Geostationaryjava3DThere’s lots of bad science in the move “Gravity,” but there’s one thing they got right: microgravity. Give me a few paragraphs and this will be about weather–honest.

Most people think astronauts float in space because they’re far from the Earth’s gravitation pull. Nope. Totally wrong.

The math behind gravity bases its calculations on the distance to the Earth’s center, not its surface. Adding a few hundred miles from the center of the Earth to the astronauts is a very small change. The Hubble Space Telescope’s orbit would still leave you with 90% of the gravitational pull you get on solid ground.

That’s not enough to make you float, though you’d weigh 10% less. Where can I sign up for that?

Astronauts are weightless for the same reason you’re weightless going down that first hill on a roller coaster. Orbiting Earth actually means falling around the Earth!

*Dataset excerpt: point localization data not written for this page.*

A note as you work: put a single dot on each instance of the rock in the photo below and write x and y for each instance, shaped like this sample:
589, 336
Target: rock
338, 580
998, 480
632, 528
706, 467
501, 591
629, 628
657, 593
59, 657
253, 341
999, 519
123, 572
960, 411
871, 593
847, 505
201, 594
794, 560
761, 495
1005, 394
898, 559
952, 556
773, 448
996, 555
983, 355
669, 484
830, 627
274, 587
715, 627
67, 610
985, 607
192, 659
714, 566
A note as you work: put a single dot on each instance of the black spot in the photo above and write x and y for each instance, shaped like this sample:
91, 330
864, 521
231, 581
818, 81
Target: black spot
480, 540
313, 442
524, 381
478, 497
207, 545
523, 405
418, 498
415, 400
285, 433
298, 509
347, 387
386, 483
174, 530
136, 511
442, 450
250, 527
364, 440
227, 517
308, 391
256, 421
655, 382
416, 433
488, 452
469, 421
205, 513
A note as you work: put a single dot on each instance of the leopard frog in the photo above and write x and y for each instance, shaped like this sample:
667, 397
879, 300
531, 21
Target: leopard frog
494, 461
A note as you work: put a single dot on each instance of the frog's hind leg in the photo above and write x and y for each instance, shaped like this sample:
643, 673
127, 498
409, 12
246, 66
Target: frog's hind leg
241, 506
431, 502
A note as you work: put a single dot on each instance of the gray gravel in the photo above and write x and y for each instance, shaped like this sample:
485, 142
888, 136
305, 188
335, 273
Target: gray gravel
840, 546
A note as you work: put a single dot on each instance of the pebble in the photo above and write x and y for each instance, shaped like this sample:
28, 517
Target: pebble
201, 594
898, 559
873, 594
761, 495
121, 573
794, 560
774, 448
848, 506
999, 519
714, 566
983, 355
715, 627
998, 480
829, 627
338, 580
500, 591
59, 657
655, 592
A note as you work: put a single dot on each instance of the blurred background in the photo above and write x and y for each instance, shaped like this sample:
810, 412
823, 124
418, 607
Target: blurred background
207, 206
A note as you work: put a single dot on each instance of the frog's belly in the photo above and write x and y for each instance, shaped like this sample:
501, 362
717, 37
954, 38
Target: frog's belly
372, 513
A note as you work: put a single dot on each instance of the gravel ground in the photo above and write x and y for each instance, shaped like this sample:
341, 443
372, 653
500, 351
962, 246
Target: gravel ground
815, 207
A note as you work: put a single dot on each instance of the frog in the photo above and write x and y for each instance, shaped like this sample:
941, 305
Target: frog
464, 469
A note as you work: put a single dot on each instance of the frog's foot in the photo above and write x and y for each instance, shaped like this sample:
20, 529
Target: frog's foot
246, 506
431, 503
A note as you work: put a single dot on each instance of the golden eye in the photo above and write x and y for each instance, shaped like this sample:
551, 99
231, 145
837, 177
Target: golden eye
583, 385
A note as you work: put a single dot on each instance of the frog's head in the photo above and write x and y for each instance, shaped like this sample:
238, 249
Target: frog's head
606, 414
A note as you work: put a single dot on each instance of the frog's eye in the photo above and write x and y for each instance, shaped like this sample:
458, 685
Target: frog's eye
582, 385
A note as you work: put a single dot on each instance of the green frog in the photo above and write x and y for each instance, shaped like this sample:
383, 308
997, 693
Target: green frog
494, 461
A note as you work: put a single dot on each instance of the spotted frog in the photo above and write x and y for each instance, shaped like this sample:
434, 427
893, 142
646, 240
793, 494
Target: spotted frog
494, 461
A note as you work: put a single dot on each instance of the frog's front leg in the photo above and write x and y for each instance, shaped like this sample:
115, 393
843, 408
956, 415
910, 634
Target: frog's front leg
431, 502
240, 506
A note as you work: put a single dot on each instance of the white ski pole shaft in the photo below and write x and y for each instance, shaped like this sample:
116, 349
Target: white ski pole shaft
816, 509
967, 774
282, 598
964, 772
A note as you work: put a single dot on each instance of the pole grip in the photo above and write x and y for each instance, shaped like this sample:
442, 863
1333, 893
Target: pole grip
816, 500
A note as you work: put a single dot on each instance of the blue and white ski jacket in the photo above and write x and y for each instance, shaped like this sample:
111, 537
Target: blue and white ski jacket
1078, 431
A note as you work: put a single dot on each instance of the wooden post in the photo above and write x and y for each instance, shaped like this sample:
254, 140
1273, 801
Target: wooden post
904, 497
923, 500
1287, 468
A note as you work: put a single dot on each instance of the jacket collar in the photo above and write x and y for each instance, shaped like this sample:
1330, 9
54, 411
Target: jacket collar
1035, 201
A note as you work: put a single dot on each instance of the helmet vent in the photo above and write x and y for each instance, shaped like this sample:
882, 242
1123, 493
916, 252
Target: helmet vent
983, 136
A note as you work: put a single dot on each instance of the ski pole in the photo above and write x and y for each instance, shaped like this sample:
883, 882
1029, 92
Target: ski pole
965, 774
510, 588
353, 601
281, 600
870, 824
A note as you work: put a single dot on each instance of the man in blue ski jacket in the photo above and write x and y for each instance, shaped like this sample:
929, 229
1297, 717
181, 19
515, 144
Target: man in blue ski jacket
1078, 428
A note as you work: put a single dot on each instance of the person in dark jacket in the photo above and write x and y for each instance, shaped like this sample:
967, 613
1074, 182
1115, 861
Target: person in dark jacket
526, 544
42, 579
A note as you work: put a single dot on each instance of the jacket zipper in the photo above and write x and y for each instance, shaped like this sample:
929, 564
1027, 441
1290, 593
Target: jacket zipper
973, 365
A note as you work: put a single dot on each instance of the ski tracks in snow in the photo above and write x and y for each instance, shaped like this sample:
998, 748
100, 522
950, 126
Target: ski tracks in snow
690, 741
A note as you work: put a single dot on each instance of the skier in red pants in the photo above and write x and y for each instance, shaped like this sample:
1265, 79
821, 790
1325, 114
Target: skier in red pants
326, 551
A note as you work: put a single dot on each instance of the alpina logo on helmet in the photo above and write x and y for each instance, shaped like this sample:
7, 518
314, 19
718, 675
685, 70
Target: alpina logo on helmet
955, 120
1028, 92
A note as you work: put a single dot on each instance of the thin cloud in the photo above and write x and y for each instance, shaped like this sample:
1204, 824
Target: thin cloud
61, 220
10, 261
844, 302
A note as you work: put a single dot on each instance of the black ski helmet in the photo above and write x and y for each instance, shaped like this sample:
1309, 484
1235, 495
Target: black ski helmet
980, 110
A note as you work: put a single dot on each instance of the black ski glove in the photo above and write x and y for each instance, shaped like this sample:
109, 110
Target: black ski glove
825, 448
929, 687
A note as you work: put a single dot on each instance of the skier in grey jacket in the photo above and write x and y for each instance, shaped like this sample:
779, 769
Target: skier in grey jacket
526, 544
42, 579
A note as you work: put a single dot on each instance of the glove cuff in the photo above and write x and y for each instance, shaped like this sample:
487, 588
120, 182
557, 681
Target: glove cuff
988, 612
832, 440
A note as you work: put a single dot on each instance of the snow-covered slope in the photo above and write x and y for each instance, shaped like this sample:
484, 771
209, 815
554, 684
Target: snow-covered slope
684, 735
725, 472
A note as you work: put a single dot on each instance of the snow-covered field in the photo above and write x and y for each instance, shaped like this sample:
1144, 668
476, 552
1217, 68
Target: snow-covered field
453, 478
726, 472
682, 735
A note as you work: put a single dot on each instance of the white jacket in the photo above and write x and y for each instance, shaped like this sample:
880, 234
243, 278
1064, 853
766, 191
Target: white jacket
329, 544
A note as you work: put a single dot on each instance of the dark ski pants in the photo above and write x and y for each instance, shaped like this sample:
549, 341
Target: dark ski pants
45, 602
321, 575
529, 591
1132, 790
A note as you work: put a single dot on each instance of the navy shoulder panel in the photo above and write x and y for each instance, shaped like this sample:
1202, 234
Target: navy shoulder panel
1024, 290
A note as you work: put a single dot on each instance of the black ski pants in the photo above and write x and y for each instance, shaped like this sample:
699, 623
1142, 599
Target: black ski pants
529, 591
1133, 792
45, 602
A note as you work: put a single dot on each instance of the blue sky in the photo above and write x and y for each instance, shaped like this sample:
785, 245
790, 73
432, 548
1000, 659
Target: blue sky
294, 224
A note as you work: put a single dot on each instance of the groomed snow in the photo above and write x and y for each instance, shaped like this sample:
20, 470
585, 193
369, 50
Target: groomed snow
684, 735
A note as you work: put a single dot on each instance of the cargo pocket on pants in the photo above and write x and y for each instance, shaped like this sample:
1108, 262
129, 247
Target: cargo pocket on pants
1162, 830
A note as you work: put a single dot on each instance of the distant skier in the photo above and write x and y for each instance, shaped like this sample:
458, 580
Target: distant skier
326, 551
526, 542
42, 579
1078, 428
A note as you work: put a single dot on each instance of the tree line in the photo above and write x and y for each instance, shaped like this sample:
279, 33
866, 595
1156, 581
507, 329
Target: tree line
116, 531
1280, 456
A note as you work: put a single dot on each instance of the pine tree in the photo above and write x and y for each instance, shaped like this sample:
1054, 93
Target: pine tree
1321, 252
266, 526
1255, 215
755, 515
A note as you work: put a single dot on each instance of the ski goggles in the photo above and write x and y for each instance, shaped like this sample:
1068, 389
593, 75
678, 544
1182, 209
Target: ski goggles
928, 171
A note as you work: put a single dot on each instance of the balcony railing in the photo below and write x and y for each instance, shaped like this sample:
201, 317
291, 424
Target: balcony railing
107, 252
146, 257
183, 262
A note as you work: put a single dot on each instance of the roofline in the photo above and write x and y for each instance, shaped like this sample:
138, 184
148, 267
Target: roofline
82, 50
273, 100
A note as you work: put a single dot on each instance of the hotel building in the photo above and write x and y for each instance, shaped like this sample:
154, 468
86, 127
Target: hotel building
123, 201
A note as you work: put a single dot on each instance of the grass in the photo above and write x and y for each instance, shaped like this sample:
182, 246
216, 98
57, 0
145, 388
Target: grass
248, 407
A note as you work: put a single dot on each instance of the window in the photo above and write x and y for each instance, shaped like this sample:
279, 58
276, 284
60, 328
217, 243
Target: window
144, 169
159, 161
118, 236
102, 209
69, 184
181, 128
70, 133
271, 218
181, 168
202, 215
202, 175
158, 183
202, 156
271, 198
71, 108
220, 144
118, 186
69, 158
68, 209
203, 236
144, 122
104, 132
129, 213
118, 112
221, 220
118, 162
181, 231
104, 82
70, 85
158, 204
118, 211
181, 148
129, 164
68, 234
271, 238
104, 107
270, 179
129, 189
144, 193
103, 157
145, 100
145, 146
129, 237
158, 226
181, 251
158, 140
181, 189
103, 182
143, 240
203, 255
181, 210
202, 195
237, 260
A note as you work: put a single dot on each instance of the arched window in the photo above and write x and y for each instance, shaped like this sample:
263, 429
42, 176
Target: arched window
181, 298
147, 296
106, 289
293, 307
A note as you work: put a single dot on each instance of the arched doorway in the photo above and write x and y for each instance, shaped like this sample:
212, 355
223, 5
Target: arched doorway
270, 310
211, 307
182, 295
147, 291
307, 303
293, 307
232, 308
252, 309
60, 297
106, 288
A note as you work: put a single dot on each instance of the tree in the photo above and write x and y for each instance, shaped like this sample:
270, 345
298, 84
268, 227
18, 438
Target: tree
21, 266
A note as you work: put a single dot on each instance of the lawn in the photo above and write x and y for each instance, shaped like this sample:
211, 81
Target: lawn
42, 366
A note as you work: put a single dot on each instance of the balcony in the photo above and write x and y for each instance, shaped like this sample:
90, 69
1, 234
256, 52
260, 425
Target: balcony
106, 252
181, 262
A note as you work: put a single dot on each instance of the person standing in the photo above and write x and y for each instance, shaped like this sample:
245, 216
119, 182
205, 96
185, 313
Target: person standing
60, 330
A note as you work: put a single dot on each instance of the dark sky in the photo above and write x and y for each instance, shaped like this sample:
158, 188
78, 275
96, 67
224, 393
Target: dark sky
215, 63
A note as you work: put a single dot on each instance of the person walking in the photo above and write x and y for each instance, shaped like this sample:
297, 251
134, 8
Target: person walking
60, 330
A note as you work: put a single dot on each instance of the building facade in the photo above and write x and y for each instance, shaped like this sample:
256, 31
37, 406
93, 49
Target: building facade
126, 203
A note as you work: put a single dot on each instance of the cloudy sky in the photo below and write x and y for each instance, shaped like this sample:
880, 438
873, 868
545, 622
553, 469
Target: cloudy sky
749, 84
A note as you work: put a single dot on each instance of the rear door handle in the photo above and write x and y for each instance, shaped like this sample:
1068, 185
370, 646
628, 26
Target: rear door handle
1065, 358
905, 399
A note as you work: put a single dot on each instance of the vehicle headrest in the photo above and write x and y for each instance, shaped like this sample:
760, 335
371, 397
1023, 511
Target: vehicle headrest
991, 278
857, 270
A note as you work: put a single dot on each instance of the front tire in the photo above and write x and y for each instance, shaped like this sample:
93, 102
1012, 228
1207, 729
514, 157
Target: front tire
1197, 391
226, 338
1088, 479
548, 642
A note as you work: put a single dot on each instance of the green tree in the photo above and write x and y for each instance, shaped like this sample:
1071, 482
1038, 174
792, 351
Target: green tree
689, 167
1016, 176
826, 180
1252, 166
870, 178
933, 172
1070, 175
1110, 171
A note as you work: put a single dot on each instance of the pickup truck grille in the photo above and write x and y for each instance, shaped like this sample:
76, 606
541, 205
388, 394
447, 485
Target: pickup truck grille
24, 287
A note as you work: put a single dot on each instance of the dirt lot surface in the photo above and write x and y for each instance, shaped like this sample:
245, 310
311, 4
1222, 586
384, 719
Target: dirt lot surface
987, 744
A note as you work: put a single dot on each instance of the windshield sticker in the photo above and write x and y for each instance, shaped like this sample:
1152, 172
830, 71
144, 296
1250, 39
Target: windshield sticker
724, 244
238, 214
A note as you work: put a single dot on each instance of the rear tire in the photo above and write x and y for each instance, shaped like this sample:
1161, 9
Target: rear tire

By flying the Hubble or International Space Station at just the right speed their fall matches the curve of the Earth. It’s as if that first roller coaster hill never ended. And, it’s why the space shuttle always flew at around 17,000 miles per hour (give or take a little depending on their exact orbit).

In the movie, George Clooney tells Sandra Bullock space debris will reappear in around 90 minutes. That’s the time it takes to orbit the Earth a few hundred miles up at 17,000 mph. Score one for the movie.

With me so far? Good, because we’re going to 1609 for a second and Johannes Kepler. He was a German astronomer studying Mars. Don’t ask why.

Kepler came up with mathematical laws to describe all this stuff. He figured out how how fast you’d have to go at any altitude to maintain an orbit. Kepler’s laws describe the planets orbits around the Sun and today’s satellites.

Here comes the weather part.

If it takes 90 minutes to orbit the Earth at Hubble altitude, what if you moved a satellite farther away? Could you orbit the Earth every 24 hours?

24 hours is the time it takes the Earth to turn once on its axis. The orbit of the satellite and the rotation of the Earth would be the same. Because they’d be moving in sync, the satellite would seem to hover over one spot.

Using Kepler’s 500 year old laws you can calculate a satellite 22,236 miles over the equator traveling 6,878 mph will orbit Earth exactly once a day. From the ground it would look motionless.

Johannes Kepler figured out where we’d put our weather satellites 500 years ago!

By placing them in geosynchronous orbit we get 24 hour coverage to track weather systems. The satellite is always looking down on exactly the same spot on Earth.

You don’t have to think about the math. All you have to know is it works! And because it does we have a view of weather Kepler could never have dreamed of, but that you see every day on TV.